The question is will humanity, the 6. 5 billion of us, espouse an eco-friendly outlook in time to save our species and the bio-diversity of the planet. An Eco-Zeitgeist will not on its own prevent the calamity that is likely to accompany the heating-up of the planet for time is needed to redesign school curriculums in order to teacher the new generations the skills to survive in a world without petrol and plastic and changed weather patterns. Time is also needed to change our diets as in no longer buying out of season foods, to change our forms of entertainment and relaxation through travelling less by airplane and private car. Time is needed to redesign the whole physical infrastructure of society in an non-disruptive way.

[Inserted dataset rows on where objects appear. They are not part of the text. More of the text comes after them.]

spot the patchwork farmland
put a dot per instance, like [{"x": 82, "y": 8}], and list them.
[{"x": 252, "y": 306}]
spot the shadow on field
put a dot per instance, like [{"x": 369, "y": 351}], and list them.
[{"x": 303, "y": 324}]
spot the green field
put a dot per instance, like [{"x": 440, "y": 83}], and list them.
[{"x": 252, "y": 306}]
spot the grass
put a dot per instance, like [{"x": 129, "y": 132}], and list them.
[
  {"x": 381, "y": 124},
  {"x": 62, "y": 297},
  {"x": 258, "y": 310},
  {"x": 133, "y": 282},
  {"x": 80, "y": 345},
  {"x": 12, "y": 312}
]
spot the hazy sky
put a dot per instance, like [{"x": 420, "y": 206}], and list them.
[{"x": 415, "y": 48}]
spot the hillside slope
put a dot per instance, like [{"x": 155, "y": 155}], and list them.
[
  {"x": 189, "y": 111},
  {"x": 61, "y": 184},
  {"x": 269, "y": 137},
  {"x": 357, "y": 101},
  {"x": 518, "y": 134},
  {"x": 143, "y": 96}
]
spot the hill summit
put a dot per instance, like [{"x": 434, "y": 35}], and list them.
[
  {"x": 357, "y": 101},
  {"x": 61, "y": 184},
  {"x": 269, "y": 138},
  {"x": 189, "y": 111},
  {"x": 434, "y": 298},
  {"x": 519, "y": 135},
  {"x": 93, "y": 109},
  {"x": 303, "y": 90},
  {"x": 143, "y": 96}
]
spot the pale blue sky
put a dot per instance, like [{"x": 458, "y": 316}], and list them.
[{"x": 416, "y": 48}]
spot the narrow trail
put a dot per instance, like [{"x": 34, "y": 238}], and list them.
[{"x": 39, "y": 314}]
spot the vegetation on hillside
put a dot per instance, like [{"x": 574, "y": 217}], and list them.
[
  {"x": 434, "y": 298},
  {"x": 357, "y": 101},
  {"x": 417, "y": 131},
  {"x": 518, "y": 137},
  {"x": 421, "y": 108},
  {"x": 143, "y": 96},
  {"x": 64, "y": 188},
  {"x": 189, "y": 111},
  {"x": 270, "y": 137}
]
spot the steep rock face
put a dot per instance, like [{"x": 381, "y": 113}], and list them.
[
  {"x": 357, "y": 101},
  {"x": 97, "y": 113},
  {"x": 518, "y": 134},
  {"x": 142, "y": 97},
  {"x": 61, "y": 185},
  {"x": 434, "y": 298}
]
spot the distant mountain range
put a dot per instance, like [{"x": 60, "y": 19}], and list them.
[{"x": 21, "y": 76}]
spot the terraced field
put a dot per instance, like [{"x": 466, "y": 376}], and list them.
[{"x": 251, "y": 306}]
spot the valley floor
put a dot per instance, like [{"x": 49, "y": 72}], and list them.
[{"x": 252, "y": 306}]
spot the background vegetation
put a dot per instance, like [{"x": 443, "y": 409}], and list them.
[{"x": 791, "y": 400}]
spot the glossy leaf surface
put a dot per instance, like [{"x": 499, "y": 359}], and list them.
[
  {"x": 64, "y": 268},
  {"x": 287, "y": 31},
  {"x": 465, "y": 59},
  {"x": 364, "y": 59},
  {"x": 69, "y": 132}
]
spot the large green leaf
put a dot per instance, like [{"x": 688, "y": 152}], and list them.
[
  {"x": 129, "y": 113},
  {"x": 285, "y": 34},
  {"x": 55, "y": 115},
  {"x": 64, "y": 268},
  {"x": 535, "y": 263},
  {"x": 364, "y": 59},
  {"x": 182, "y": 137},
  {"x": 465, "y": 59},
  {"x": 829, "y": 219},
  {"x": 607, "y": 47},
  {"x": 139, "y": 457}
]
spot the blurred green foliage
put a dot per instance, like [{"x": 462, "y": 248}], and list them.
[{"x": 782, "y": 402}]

There is no doubt that with the political will and imagination, not to mention empathy, a society based on eco-principals can be built, which will help us cope with the adverse affects of global warming. One only has to look at Cuba as a model. It survived, and in some ways thrived, after the Soviet Union turned off the oil tap on which it depended. Would we on the island of Ireland be able to do this? The more time we have to prepare for life in a new world the better, so lets do all we can to establish an Eco-Zeitgeist.

A Bill of Rights For the Unborn Future Child
By Philip Allen

We, the people who are not born yet have the right to:

- Breathe fresh clean air
- Drink pure water that runs free
- Grow our food in gardens of rich living earth, and
- Share the world with all the birds, animals, trees and wild flowers of your world today.
- We have the right to inherit a world unpolluted by toxic chemicals, nuclear waste or genetically engineered life patents.
- We have the right to walk in wild places and feel the happiness of seeing wild animals, birds and swimming fish.
- We have the right to stand for a moment in the quietness under an apple tree.
- We have the right to touch conserved historic buildings and wonder how you lived.
- We have the right to work in meaningful jobs, honestly, and enjoy social freedom.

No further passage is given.